Облегчив таким образом душу, она обратила свой взор на меня, попеняла мне за стоптанную обувь, мятый плащ, неумело подстриженные волосы и сердито добавила:

— Ты ведь теперь не среди грубых легионеров. Ради твоего отца-сенатора тебе нужно тщательно следить за собой. Придется мне прислать к вам в дом своего цирюльника и портного, ибо тетушка Лелия слишком старомодна и нерасторопна, чтобы как следует заботиться о тебе.

Я с досадой отвечал, что у меня уже есть цирюльник, потому что вовсе не желал, чтобы какой-нибудь раб Туллии следил за каждым моим шагом. Я действительно в свой день рождения купил себе брадобрея и сразу, хотя и скрепя сердце, отпустил его на свободу и открыл для него на Субуре мастерскую. Там у него неплохо шла торговля париками. Также я объяснил Тиллии, что тетушка Лелия будет обижена до глубины души, если в дом придет чужой раб и начнет заниматься моими нарядами.

— Кроме того от рабов больше забот, чем радости, — сказал я под конец.

Туллия не согласилась с этим, ибо полагала, что у хороших хозяев дело обстоит как раз наоборот, а затем спросила:

— Скажи, Минуций, чем ты хочешь заняться? Я позволю себе заметить, что пока ты только все ночи напролет шляешься по борделям и пропускаешь уроки декламации у ритора. Если зимой ты впрямь намерен устроить читку своей книги, не грех тебе было бы умерить свой пыл и начать напряженно трудиться.

Я ответил, что собираюсь еще немного пожить вольной жизнью, которая возможна только в молодости, и что я никем не был замечен в неумеренном пьянстве или в шалопайских проделках, обычных для юных всадников-повес, постоянно дерущихся со стражей и друг с другом.

— Я присматриваюсь, — сказал я. — Я занимаюсь конными тренировками и хожу на процессы, интересные с юридической точки зрения.
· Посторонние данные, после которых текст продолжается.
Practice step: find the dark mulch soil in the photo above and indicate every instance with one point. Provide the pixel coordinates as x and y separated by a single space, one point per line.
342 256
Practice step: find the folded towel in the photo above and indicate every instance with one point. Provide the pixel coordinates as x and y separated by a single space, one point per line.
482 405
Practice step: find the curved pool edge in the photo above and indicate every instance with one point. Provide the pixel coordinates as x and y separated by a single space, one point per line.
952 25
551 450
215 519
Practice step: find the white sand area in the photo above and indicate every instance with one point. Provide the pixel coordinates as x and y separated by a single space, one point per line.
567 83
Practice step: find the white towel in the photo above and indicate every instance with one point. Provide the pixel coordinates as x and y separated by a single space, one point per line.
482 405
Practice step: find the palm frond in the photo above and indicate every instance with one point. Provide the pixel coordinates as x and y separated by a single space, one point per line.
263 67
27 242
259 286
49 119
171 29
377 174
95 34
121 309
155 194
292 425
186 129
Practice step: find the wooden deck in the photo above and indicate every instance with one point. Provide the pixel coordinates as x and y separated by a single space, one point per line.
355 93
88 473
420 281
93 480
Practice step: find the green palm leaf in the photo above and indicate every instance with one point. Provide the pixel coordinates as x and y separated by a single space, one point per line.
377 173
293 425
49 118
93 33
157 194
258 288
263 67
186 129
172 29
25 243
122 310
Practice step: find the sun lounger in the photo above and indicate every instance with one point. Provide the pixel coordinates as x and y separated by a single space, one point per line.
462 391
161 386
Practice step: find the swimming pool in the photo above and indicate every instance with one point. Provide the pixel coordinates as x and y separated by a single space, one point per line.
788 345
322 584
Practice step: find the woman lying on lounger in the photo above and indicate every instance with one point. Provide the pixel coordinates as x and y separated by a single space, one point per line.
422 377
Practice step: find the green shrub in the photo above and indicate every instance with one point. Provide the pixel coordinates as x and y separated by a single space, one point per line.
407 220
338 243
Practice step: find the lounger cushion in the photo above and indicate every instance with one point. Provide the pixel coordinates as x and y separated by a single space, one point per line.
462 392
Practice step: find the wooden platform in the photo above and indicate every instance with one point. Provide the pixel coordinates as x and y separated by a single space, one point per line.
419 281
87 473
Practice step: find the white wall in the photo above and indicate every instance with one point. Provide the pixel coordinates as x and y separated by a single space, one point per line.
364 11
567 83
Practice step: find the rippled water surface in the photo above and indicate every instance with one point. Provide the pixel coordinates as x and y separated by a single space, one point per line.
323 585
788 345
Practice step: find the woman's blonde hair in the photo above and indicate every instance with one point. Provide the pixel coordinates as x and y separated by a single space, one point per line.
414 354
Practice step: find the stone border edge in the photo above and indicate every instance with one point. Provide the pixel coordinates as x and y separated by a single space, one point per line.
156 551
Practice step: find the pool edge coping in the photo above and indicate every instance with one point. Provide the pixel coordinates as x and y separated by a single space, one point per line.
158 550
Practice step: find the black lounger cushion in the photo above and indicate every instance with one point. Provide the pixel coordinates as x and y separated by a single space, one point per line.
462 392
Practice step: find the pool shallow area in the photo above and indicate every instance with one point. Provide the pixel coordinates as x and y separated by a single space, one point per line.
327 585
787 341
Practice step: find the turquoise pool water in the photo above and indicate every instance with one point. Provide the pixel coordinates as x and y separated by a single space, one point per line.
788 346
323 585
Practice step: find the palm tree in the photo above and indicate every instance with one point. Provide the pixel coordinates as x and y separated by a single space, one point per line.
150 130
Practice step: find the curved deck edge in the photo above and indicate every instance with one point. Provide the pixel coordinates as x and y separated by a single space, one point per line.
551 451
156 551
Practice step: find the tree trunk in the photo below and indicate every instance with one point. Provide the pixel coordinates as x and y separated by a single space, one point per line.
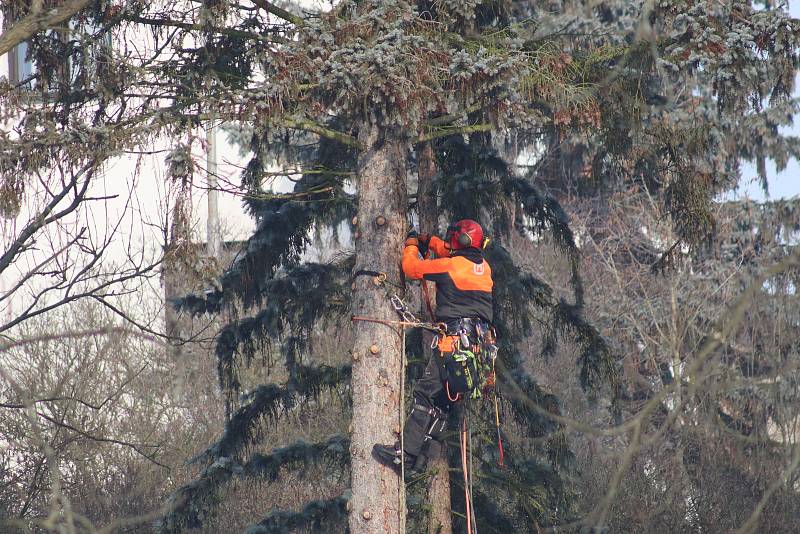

Я читаю книги, и сам Сенека, философ, выказывает мне свое расположение. Рано или поздно я подумываю добиваться квестуры, но пока я еще молод и неопытен, хотя и мог бы получить на то особое разрешение.

Туллия посмотрела на меня с участием.

— Ты должен понять, что если ты хочешь обеспечить себе достойное будущее, то должен свести знакомства с полезными людьми, — сказала она. — Я устроила тебе приглашения в дома римской знати, но мне жаловались, что ты угрюм и молчалив и не способен отвечать на дружбу дружбой.

Она не ошибалась, но на то у меня были веские причины.

— Дорогая мачеха, — отвечал я, — я способен ценить твое доброе участие, но все, что я вижу и слышу в Риме, предостерегает меня от тесных знакомств с людьми, которые сейчас кажутся нужными. Добрую сотню всадников и десяток сенаторов вздернули или заставили покончить с собой лишь потому, что они были в свое время полезными людьми или водили знакомство с таковыми.

— Ну, благодаря Агриппине теперь все иначе, — с подозрительной поспешностью возразила Туллия, однако мои слова погрузили ее в задумчивость, и лишь некоторое время спустя она произнесла:

— Самое умное, что ты мог бы сделать, это примкнуть к партии любителей состязаний на колесницах. Там ты точно обзаведешься нужными знакомствами. Ведь ты же одержим лошадьми.

— Они тоже частенько бывают полезными, — парировал я.

— Во всяком случае они не так опасны, как женщины, — съязвила Туллия.

Отец внимательно посмотрел на нее и кивнул в знак согласия.

Желая не остаться в долгу, Туллия воскликнула:

— Впрочем, если бы ты сейчас обзавелся подружкой, это вызвало бы в городе кривотолки, хотя я не сомневаюсь, что твой отец в таком деле наверняка сумел бы тебе помочь.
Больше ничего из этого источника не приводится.